Pour chaque cas, l’investisseur se doit de connaître le seuil de rentabilité de son achat.

Premier calcul, le taux de rentabilité brut. Simple et assez bref, il vous permettra dans un premier temps d’obtenir une visibilité globale sur la rentabilité espérée de votre bien et vous servira de base comparative dans le choix du bien à acheter :

Montant annuel du loyer x 100 / Prix d’achat (logement, frais de notaire et travaux)

Pour avoir une idée plus précise de la rentabilité réelle espérée, on calcule le taux de rentabilité net. Dans ce dernier, entrent en compte tous les frais annexes et irrécupérables liés à l’acquisition, à savoir :

-        Charges non récupérables : assurance propriétaire non-occupant, assurance du prêt, frais d’agence, de gestion locative, charges de copropriété

-        Taxe foncière annuelle

-        Imposition (différente en fonction de votre régime fiscal)

Le taux de rentabilité net se calcule en prenant en compte la soustraction de ces frais divers :

Montant annuel du loyer - Frais annexes x 100 / Prix d’achat (logement, frais de notaire et travaux)

Le choix stratégique du bien immobilier

Les performances locatives sont intrinsèquement liées à la nature et l’emplacement de celui-ci. Aussi, pour maximiser ses chances de faire un investissement rentable, le choix du bien joue un rôle déterminant.

Premier indicateur à analyser : la demande locative. Pour choisir un bien qui aura le plus de chance d’être facilement loué, déterminez les besoins en matière de logement en observant la population locale : quelle est la part de population étudiante, active, retraités ? Parce que l’analyse de la demande ne va pas sans celle de l’offre, il sera primordial d’étudier le marché local. Cela vous permettra d’avoir une idée précise des prix des loyers et conditionnera votre rentabilité locative.

Pensez également à vous renseigner sur les changements à venir sur le secteur de votre bien (nouvelles infrastructures, constructions, etc.) pour anticiper une éventuelle prise ou perte de valeur.
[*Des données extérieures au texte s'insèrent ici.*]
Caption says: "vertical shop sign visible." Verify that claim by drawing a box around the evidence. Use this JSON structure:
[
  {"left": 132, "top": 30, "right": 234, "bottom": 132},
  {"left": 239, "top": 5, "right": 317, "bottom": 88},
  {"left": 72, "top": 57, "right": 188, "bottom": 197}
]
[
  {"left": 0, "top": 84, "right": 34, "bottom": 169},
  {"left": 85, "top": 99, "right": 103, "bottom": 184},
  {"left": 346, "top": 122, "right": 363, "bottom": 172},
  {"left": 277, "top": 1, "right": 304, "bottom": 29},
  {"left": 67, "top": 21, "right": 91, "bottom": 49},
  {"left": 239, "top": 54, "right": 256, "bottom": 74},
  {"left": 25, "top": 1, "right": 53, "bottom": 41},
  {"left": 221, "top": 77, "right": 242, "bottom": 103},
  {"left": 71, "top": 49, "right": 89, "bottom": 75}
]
Enfin, pour se prémunir des mauvaises surprises, veillez aussi à bien analyser le bien, ainsi que le bâtiment et toutes les parties communes liées à la copropriété. Vérifiez notamment l’état de la façade et des toitures, qui représentent le poste le plus élevé en cas de nécessité de travaux, mais aussi l’état du chauffage, des fenêtres, de l’installation électrique, de la plomberie ou encore des sanitaires.

Quels risques anticiper ?

La rentabilité d’un investissement locatif est dépendante de plusieurs risques susceptibles d’impacter les frais liés à la propriété ou encore les recettes annuelles de loyer.

Le premier d’entre eux : les loyers impayés. C’est aussi l’un des plus dangereux pour la rentabilité de votre investissement, d’autant que les locataires mauvais payeurs sont difficiles à déloger et que les procédures d’expulsion sont longues et onéreuses. Même s’il est possible, en fonction de la nature du contrat, de moduler les échéances de remboursement des mensualités de votre prêt immobilier, mieux vaut se couvrir avec une assurance loyer impayé.

Vient ensuite les dégradations du bien. Le montant de la caution versée par le locataire ne suffit pas toujours à couvrir l’intégralité des frais liés à la réparation des dégâts causés par le locataire. Dans ce cas, il est vivement conseillé de faire constater l’état des lieux de sortie par un huissier de justice.

La vacance locative représente elle aussi la bête noire des bailleurs. Il va sans dire qu’elle impacte directement la rentabilité du bien puisque sans locataire, vous ne percevrez aucun loyer.

Chaque jour d'inoccupation fait baisser le taux de rentabilité, c’est pourquoi il est nécessaire de chercher activement un nouveau locataire, dès la réception du préavis de départ du premier.

Il est également vivement conseiller de souscrire à une assurance propriétaire non occupant afin de se prémunir de cette vacance locative.